As the years had passed since the Ring of Fire, a number of those initial appointees had been gently eased out, when it turned out they simply weren't up to the job. But Tony had kept his post through all of the transformations—from the NUS as an independent principality, to its later status as a semi-independent principality within the Confederated Principalities of Europe, to its current (and hopefully final) manifestation as one of the provinces within the federal United States of Europe. Ed Piazza, who'd replaced Mike as the president of the SoTF after Mike became the prime minister of the USE and moved to Magdeburg, was no more inclined to replace Adducci than Stearns had been. He was capable, honest, and made up for his own lack of training by knowing how to use the skills of subordinates or associates who did have it.



Such as Carol Unruh, in fact, Ron Koch's wife although she'd kept her own name. Carol was the assistant director of the Department of Economic Resources, one of the branches of the Treasury Department. Her academic background might have been on the skimpy side for an equivalent position in the universe they'd come from. But by post-RoF Grantville standards, she was highly educated. She had a BA in mathematics and statistics and had taken graduate courses in the same subjects. She'd squeezed in the graduate courses on a part-time basis while she was bringing up her two children, but she'd always planned to go back full-time and finish her doctoral program once the kids were out of the house and she could really concentrate. Nobody much doubted she would have, either, except that the Ring of Fire had put paid to those plans as well as many others. Still, she was qualified enough to have been accepted as the University of Jena's instructor in statistics, whose male faculty was normally hostile to the idea of women teaching at the university level, outside of medicine and a few other special subjects.



"Oh, it's plenty good enough to put Horace Bolender behind bars," she said.



"Keep him behind bars," Tony growled. "Noelle and Eddie already got that much accomplished. The fucking bastard."



"He hasn't been convicted yet, Tony," Carol pointed out. "In fact, I think he's even going to manage to raise the bail money."
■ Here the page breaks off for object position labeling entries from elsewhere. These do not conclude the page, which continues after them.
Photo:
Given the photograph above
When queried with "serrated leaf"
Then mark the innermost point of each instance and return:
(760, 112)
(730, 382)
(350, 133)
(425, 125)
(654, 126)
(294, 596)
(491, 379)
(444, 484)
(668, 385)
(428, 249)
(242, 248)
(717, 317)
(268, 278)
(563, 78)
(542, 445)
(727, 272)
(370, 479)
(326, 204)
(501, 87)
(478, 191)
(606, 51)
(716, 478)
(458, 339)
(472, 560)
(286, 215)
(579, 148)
Again, Noelle had to fight to keep from smiling. Not at Tony's praise but at Carol's reaction. Unruh had the sort of prissy sense of duty that compelled her to add the caution—given that, in cold-blooded personal terms, she stood to benefit the most if Horace Bolender got convicted. Her title of "assistant" director was something of a formality these days. Bolender had been the director of the Department of Economic Resources, until Carol's suspicions and the investigative work by Noelle and Eddie Junker that those suspicions engendered had turned up plenty of evidence that the man had been using his post to feather his own nest.



Now, Carol was actually running the department, and everyone expected that it wouldn't be long before President Piazza made her the official director. Where a different sort of person in her position might have been pushing for a conviction, Unruh was being meticulously fair-minded and scrupulous.